Part 2: Using the formula and table given in the module notes, hand-calculate Pearson’s Product Moment Correlation Coefficient, r. Submit the tabulation used to generate values for the algebraic formula, along with your calculated value for r. Comment on the possible reason for any differences noted between the result obtained in parts 1 and 2.

Aim of the Exercise:

  1. To gain an understanding of the use of bivariate linear regression analysis as a fundamental but powerful epidemiological analytical tool.
  2. To gain a conceptual idea of an industrially generated, environmental risk factor for an important health condition.


Day Total number of children with asthmatic wheeze Total number of children attending the clinic that day Ambient atmospheric particulates (PM10in µg/m3) Blank column for calculated values
1 11 420 40
2 8 230 45
3 11 190 90
4 24 550 60
5 31 643 50
6 39 710 60
7 39 560 360
8 26 302 320
9 19 200 110
10 31 587 70
11 22 589 80
12 21 632 64
13 14 585 50
14 27 602 50
15 22 320 130
16 16 245 220
17 24 558 100
18 26 570 60
19 42 603 40
20 36 555 40
21 46 599 100
22 17 197 160
23 16 197 190
24 26 520 80
25 22 476 50
26 19 600 40
27 14 557 30
28 17 481 40
29 10 225 50
30 10 190 40



  1. If the question looks confusing and perplexing you probably need to go back to the module notes where the approach is clearly explained, and work through an example.
  2. When finished check your calculations thoroughly as marks are awarded for both method and the correct answer.
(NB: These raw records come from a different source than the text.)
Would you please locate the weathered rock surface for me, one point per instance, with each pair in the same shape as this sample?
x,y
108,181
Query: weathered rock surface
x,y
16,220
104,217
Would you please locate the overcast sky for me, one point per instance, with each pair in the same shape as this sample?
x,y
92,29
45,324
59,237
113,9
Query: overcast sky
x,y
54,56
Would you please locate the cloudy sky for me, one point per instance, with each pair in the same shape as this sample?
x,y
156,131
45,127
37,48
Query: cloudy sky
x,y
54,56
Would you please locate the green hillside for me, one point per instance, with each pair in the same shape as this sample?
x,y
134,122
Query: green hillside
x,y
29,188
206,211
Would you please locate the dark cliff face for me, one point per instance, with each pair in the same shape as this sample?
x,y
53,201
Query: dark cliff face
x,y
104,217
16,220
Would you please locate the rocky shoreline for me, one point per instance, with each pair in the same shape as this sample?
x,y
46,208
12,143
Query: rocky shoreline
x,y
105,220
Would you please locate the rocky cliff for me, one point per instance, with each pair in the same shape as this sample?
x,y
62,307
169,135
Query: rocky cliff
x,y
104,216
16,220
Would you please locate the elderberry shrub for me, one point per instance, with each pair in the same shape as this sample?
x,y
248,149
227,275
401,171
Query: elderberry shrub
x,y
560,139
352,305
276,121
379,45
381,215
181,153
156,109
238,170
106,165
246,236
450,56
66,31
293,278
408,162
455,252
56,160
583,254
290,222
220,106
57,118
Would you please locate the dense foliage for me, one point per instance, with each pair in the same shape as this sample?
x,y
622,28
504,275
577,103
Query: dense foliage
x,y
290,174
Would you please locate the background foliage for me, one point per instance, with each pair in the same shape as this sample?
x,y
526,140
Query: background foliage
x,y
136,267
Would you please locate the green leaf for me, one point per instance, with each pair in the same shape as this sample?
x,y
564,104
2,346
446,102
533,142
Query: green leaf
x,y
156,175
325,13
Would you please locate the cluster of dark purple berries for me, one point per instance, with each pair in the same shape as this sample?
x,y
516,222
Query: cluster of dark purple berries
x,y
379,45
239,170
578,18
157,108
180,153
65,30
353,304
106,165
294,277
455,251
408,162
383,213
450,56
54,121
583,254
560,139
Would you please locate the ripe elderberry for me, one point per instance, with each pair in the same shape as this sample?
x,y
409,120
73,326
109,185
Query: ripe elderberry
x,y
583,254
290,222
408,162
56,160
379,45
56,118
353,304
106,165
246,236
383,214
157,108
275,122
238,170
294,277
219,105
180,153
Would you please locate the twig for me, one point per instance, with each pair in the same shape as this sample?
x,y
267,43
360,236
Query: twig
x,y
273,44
With care it is relatively easy to score 100%.

iii. The first step when working with raw data is always to classify (ie: to construct a table). When in doubt, tabulate, when masses of numbers will always become clearer.

  1. Ensure accuracy by using one more decimal place in your calculations than you intend to give in your answer.
  2. Use the formula in the module notes rather than the one given in text books, which is primarily for statisticians.
  3. When comparing health states (diseases and fitness) always use rates.

vii. Excel® does not do as much as SPSS and Minitab, but is probably the most user-friendly program to use, and links well with Word®. For example, values in the Word table can be cut and pasted into Excel®. Adding the line of best fit in Excel® involves highlighting the graph first by clicking on it, when the menu tab for this function will appear.